Pachysandra is often severely infested by this scale. The female scales are gray and pear-shaped, while the males are smaller, narrower, and whiter. There are probably two generations each season, and the winter is passed in a nearly mature condition; eggs are formed during May and hatch later in the month. Badly infested plantings may be renovated by mowing and removing clippings, allowing plants to regrow from stolons. Among the compounds registered for control of this pest in Connecticut are horticultural oil, insecticidal soap and malathion. Spraying with ultrafine horticultural oil, either in mid-April for a dormant treatment or early June and again in mid-July, will control this scale while conserving the natural predators and parasites that might be present. Sprays of insecticidal soap and malathion applied in early June and again in mid-July will also control this scale. Consult the label for dosage rates and safety precautions.

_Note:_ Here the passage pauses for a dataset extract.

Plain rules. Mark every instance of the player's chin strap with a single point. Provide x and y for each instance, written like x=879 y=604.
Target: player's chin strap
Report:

San Jose scale, Quadraspidiotus perniciosus.
Occasionally, this scale infests pachysandra. Large infestations of the San Jose scale can destroy an entire planting. Partially-grown scales overwinter under their circular gray covering or scale on the twigs. In late may the males emerge from under their scales to mate with the immobile females. Females are circular and cone-shaped, and their circular scales are about 1/16" in diameter, with a raised center or nipple. The males are smaller and elongate, with the nipple not centered on the scale. Females give live birth to tiny bright yellow crawlers in June. The young crawlers quickly settle, insert their long mouthparts into the twigs, and then suck sap from stems. As they grow, the crawlers secrete a waxy filament that becomes their scale or covering. Overlapping generations are present from June through September. Scales may be controlled by applying horticultural oil at a dormant timing or in June when crawlers are active. Diazinon, which is among the compounds registered for control of this pest in Connecticut, can also be applied against the crawlers in June. Consult the labels for dosage rates and safety precautions. To detect the yellow crawlers, wrap black tape coated with Vaseline around stems. Adult flights may be detected with pheromone traps. An alternative control practice would be renovation of ground cover plantings, described under Euonymus scale.

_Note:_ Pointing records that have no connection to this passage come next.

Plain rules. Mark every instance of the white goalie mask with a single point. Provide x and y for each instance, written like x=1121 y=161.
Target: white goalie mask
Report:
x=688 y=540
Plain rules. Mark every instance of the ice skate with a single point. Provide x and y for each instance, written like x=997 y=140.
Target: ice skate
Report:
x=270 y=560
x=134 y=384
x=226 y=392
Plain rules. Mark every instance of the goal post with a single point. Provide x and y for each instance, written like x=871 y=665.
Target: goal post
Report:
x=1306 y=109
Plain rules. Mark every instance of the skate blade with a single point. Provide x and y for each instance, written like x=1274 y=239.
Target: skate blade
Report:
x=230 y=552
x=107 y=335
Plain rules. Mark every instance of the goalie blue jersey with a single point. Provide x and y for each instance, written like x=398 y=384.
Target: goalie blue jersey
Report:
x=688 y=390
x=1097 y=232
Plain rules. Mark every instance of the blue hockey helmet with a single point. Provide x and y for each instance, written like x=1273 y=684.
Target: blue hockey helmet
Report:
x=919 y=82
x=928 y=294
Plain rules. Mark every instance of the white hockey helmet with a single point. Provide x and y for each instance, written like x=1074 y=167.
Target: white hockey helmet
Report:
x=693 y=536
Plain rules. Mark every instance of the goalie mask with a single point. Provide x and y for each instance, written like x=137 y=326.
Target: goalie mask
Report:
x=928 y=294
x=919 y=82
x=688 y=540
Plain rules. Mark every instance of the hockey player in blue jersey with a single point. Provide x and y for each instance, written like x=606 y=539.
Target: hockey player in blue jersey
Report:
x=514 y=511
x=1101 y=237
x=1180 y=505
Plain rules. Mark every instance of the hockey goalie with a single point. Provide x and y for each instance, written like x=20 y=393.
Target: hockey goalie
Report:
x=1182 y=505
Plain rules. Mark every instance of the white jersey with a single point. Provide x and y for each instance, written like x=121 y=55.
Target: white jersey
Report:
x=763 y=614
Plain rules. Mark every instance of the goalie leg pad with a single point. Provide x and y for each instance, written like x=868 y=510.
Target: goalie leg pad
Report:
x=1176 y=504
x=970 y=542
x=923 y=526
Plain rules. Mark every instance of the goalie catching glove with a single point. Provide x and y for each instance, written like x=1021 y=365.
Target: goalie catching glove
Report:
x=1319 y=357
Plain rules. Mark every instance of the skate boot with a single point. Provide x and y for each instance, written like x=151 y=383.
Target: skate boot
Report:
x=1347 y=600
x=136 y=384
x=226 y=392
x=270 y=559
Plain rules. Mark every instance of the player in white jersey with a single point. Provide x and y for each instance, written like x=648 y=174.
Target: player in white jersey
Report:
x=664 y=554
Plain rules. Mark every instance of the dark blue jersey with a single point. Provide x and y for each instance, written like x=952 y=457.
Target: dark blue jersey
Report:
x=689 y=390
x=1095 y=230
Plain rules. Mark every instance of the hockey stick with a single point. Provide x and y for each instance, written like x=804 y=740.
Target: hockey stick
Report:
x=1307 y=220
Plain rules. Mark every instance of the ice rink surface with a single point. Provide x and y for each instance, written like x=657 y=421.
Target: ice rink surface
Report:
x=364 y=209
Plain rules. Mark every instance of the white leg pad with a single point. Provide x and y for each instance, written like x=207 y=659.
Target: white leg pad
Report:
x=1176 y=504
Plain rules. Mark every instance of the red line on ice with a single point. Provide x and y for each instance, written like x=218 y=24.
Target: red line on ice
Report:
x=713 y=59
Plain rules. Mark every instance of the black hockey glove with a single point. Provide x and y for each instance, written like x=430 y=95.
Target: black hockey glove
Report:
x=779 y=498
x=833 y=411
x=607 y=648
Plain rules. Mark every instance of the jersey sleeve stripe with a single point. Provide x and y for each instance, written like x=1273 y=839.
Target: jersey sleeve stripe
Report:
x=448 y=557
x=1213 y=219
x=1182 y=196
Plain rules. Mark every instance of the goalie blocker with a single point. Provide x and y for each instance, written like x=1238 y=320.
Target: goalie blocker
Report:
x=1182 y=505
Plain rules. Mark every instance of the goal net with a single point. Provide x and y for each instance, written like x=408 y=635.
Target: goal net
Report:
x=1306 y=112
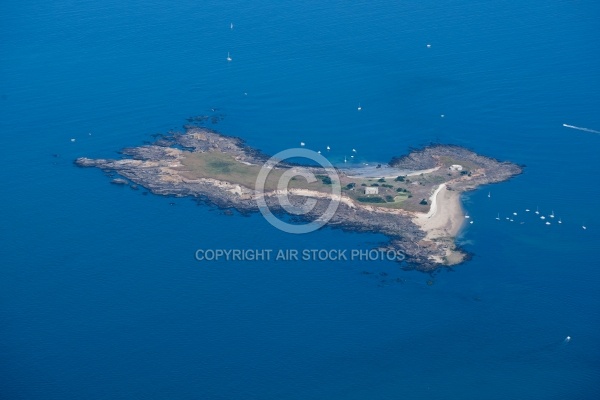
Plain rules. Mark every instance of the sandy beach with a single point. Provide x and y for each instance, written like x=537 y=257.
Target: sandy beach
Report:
x=445 y=217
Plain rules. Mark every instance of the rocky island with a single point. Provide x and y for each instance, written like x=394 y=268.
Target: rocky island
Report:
x=414 y=200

Oystershell scale, Lepidosaphes ulmi.
For the biology of this scale, see Apple. A dormant application of horticultural oil will control overwintering scales. Summer application of ultrafine oil can also be helpful. Spraying with malathion, ultrafine oil, or insecticidal soap, which are among the compounds registered for control of this pest in Connecticut, about June 15 kills the young crawlers. Consult the label for dosage rates and safety precautions. An alternative control practice would be renovation of ground cover plantings, described under Euonymus scale.